Les deux fondateurs, anciens salariés du service support du CHU de Toulouse, ont d’abord déployé leur outil dans l’établissement de la Ville rose, avant de l’exporter dans une douzaine d’autres hôpitaux, comme le Centre hospitalier régional Metz-Thionville. La plateforme a permis à la structure de réaliser une économie estimée à 100 000 €, affirme Ceveop dans un communiqué de presse publié le 31 mars dernier.

La jeune pousse y annonce la signature d’un nouveau contrat avec le groupe hospitalier AP-HP Sorbonne Université, qui comprend notamment le plus grand CHU de France, l’hôpital de la Pitié-Salpêtrière (2 229 lits, 367 places de jour et 73 services répartis sur 11 pôles).
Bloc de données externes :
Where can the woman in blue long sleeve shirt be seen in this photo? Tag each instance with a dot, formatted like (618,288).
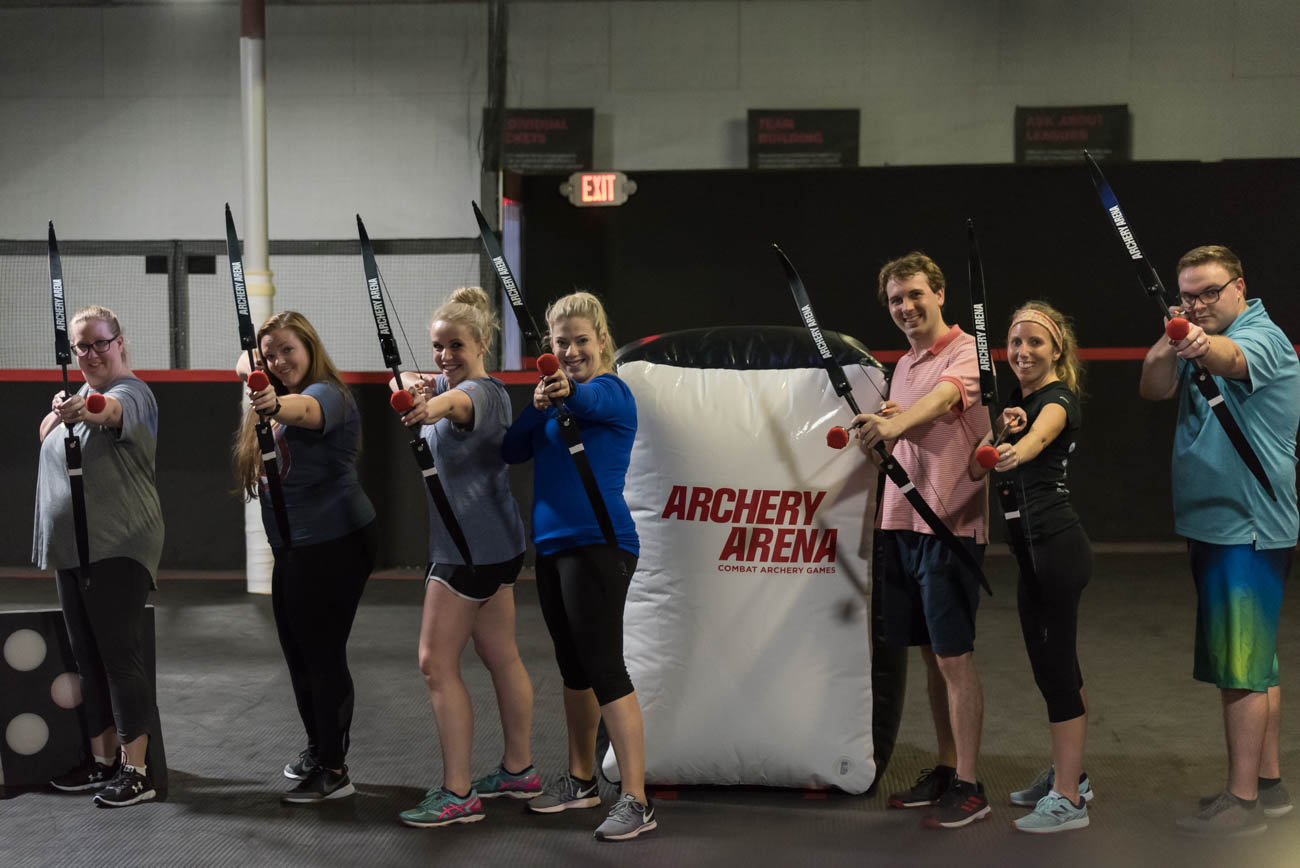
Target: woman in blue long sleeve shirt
(581,577)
Le groupe inclut également l’hôpital universitaire Saint-Antoine.

« Le Bon Coin du CHU »

Accessible à tous les collaborateurs des deux hôpitaux, la plateforme permettra d’identifier le matériel mobilier dormant, de faciliter sa redistribution entre services et d’améliorer la planification logistique. En détail, l’outil, qui se veut être « le Bon Coin du CHU », repose sur un QR Code boosté à l’intelligence artificielle permettant d’identifier le matériel de l’hôpital. En plus de l’économie financière, Ceveop promet une réduction de l’impact environnemental de 60 tonnes de CO₂ par an, soit l’empreinte annuelle moyenne de neuf Français.

Inscrite dans le cadre de la loi « Anti-Gaspillage pour une Économie Circulaire » (Agec), cette logistique optimisée a largement séduit la direction du groupe hospitalier parisien. « Intuitif et simple, cet outil permet aux services de soins d’être acteurs, à leur échelle, d’une économie circulaire vertueuse », souligne ainsi Canelle Legallais, directrice adjointe des achats, de la logistique et du développement durable du groupe hospitalier.

600 000 € d’économie

« Être choisis par le groupe hospitalier Sorbonne Université de l’Assistance Publique-Hôpitaux de Paris est un vrai gage de confiance, une reconnaissance qui nous motive à accélérer notre développement et à nous ouvrir vers de nouveaux marchés, car les besoins dépassent largement le milieu médical », se félicite Audrey Bellan, directrice générale de Ceveop qui annonce viser les 1,3 M€ de chiffre d’affaires pour 2028.

Interrogée par nos confrères de La Dépêche, la cheffe d’entreprise a aussi estimé qu’« en deux ans, 600 000 € d’achats ont été évités, avec une réduction de l’empreinte carbone équivalente à 350 tonnes ». Un résultat qui a valu à la start-up un prix de la Fédération hospitalière de France.

Fort de ce nouveau partenariat stratégique, le Haut-Garonnais vise désormais de nouveaux marchés, tels que les administrations publiques (mairies, universités, régions), mais aussi les acteurs du privé et les métiers de l’inventaire. Globalement, la société pourrait agir comme un levier de performance économique, opérationnelle et environnementale. Elle table ainsi la signature d’une soixantaine de nouveaux contrats dans les deux prochaines années et ambitionne de devenir un acteur incontournable de la performance durable.